The hidden secrets of the carburettor revealed. It was as bad as I thought it might be and again evidence of the bike being a long term non-runner.
Whilst working on the engine, I’d resisted the urge to have a look at the carb, knowing that the time the bike might have been standing and not run was going to have an impact. And, yeah taking of the float bowl showed the extent of the dreaded yellow gunge, solid in places. The carb is a -28 Del’Orto, which is slightly larger than the -26 carb from the TL320.
Stripped down the carb, by removing the float bowls, main and pilot jets and then sprayed lots of aerosol carb cleaner. I used an airline and some paint-spray cleaners to work on the jets. I then went round and did it again.
Cleaning out petrol residue must down as the worst job for with any bike.
The main problem with was with the float valve needle, where the spring loaded rubber end cap was damaged. After assembling and fitting the carb, petrol just flowed through, so the float valve wasn’t seating properly. I had a spare one from a smaller 26 Del’Orto carb, so swapped that in and this then cured the problem. I didn’t adjust the float valve height and kept it as is, as once the bike is running I can then look at tuning the carb if needed.

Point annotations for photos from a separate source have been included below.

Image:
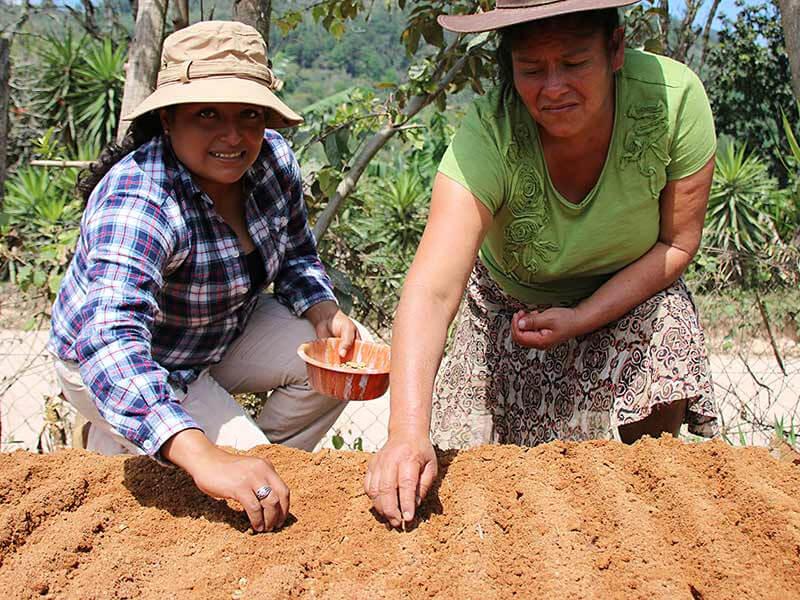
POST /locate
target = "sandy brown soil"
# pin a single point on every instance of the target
(600, 520)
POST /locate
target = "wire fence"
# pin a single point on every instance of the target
(752, 341)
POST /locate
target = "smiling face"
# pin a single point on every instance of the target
(216, 142)
(565, 78)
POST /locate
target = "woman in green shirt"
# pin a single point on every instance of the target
(580, 185)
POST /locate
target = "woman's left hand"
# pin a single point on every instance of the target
(329, 321)
(544, 329)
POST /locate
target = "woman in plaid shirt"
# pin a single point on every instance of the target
(161, 315)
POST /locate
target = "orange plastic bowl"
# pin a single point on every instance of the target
(328, 374)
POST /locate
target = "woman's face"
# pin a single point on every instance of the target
(566, 79)
(216, 142)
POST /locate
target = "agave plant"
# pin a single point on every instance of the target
(100, 81)
(57, 85)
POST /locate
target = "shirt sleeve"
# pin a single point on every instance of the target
(130, 242)
(301, 281)
(694, 141)
(473, 159)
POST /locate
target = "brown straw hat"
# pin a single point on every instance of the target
(513, 12)
(217, 61)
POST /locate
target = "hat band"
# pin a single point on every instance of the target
(512, 4)
(188, 70)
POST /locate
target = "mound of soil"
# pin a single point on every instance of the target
(661, 519)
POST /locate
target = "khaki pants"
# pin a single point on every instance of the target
(264, 358)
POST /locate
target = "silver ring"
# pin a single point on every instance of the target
(263, 492)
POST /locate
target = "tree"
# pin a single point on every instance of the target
(653, 25)
(440, 67)
(256, 13)
(749, 82)
(790, 19)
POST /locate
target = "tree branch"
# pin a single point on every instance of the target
(379, 139)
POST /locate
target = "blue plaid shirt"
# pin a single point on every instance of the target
(159, 288)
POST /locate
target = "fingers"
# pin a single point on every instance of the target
(386, 502)
(407, 480)
(254, 510)
(346, 331)
(426, 479)
(270, 512)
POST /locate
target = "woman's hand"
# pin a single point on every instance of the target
(221, 474)
(544, 329)
(329, 321)
(403, 469)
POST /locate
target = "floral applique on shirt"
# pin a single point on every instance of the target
(523, 246)
(646, 141)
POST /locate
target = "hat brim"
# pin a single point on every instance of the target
(506, 17)
(220, 89)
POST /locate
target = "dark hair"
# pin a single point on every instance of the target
(605, 20)
(142, 130)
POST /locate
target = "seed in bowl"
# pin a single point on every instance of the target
(354, 364)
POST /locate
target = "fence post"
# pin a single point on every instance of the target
(5, 67)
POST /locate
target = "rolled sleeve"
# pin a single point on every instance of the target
(302, 281)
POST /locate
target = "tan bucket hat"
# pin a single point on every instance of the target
(513, 12)
(217, 61)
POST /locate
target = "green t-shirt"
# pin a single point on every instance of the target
(543, 249)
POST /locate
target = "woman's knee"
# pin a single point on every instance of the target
(665, 418)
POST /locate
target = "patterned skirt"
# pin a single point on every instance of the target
(491, 390)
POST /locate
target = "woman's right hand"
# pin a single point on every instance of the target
(404, 469)
(221, 474)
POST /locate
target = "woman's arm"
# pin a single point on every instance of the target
(431, 294)
(683, 208)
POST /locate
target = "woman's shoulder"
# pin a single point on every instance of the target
(648, 69)
(142, 173)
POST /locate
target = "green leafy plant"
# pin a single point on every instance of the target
(789, 434)
(737, 225)
(339, 442)
(100, 86)
(39, 224)
(78, 89)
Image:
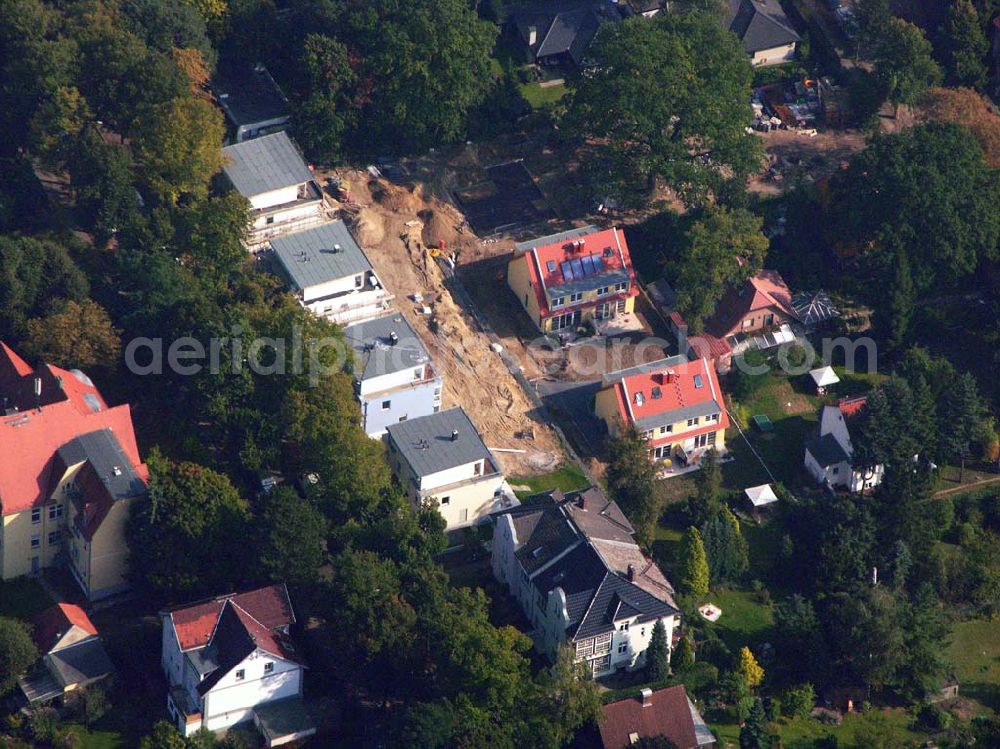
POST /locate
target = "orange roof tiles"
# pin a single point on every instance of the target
(55, 621)
(195, 624)
(30, 437)
(545, 263)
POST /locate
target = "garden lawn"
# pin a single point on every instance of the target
(567, 478)
(22, 598)
(974, 653)
(801, 733)
(539, 96)
(744, 620)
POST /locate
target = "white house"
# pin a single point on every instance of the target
(395, 379)
(440, 459)
(227, 658)
(767, 35)
(284, 198)
(253, 103)
(330, 274)
(581, 580)
(829, 454)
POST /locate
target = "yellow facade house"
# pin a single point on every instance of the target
(69, 475)
(564, 280)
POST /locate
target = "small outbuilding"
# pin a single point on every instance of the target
(823, 377)
(761, 496)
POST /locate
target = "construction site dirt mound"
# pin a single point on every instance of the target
(438, 231)
(369, 228)
(474, 374)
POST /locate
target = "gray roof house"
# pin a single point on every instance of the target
(559, 32)
(440, 460)
(330, 273)
(270, 173)
(252, 101)
(395, 379)
(573, 565)
(767, 35)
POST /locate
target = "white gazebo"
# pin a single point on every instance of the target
(761, 496)
(824, 377)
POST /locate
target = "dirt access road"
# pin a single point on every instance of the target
(397, 225)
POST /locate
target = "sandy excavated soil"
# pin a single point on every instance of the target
(396, 225)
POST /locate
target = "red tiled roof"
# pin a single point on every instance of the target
(269, 606)
(677, 387)
(30, 438)
(852, 406)
(764, 291)
(668, 714)
(55, 621)
(608, 244)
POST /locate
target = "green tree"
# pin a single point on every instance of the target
(631, 480)
(325, 109)
(748, 668)
(904, 63)
(963, 418)
(186, 537)
(420, 71)
(178, 144)
(802, 651)
(291, 533)
(75, 336)
(661, 95)
(17, 652)
(754, 733)
(102, 180)
(893, 316)
(570, 699)
(33, 275)
(728, 555)
(721, 249)
(964, 45)
(693, 564)
(868, 631)
(798, 701)
(682, 657)
(657, 665)
(164, 736)
(925, 192)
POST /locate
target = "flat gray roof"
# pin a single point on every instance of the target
(263, 164)
(376, 351)
(315, 256)
(427, 445)
(554, 238)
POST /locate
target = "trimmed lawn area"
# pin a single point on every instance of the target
(801, 733)
(539, 96)
(22, 598)
(567, 478)
(744, 620)
(974, 653)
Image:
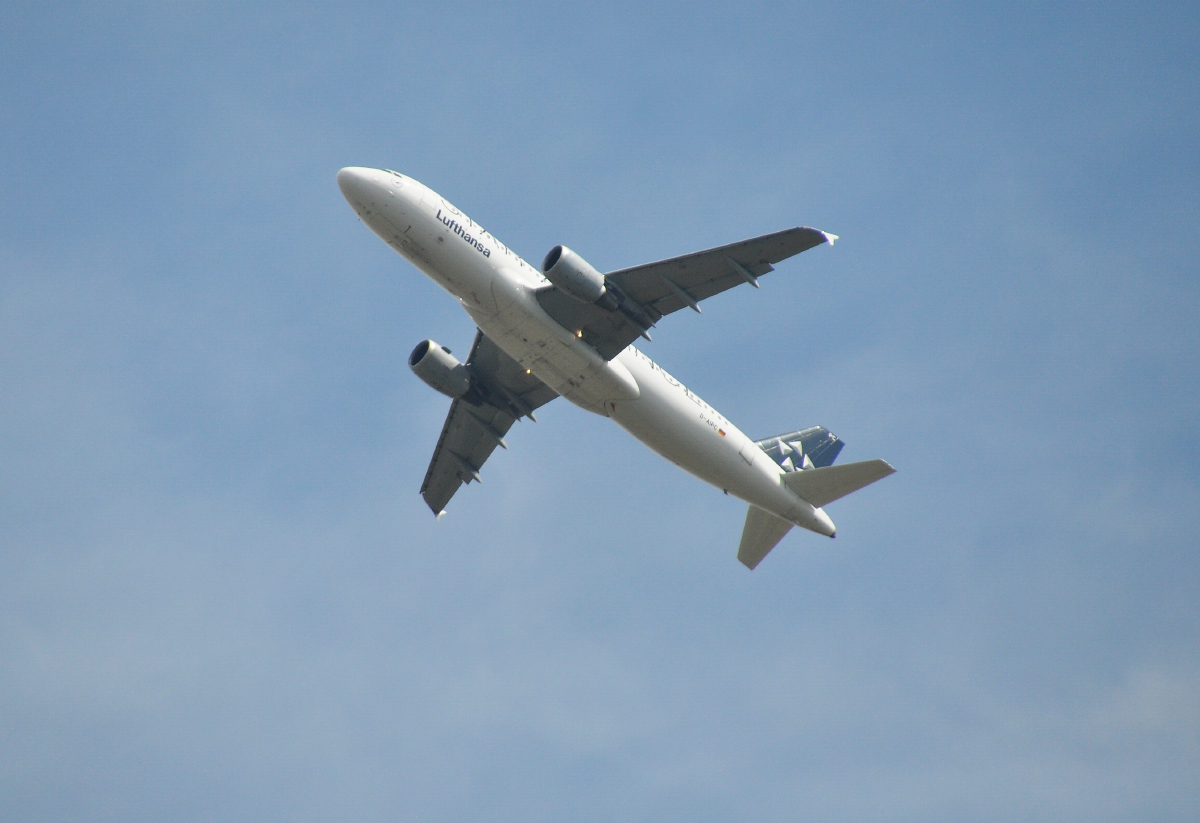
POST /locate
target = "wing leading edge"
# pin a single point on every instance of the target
(472, 431)
(649, 292)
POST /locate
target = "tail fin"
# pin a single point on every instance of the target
(826, 485)
(761, 534)
(809, 448)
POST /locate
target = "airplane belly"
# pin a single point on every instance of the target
(676, 424)
(565, 364)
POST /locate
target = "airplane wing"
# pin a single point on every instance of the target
(652, 290)
(472, 431)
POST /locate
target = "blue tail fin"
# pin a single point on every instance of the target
(811, 448)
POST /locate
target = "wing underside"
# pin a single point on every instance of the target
(649, 292)
(502, 394)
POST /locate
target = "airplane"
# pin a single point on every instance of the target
(568, 330)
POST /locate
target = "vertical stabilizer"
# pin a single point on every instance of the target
(761, 534)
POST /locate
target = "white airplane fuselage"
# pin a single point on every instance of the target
(496, 288)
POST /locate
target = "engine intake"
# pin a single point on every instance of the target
(574, 275)
(439, 368)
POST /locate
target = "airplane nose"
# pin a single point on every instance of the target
(353, 180)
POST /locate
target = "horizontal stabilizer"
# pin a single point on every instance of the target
(828, 484)
(761, 534)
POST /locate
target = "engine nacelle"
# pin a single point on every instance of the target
(574, 275)
(439, 368)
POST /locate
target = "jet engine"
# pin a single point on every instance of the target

The airbox, carb hose and inlet manifold were also checked. The airbox has seen some action and has felt the effects of the exhuast midbox. I used some silicon sealant in the largish cracks and filled in the holes. It looks like the original top of the airbox is missing, as the metal cover has has some rudemetary holes drilled in it and doesn’t look like the finished article on the TL320.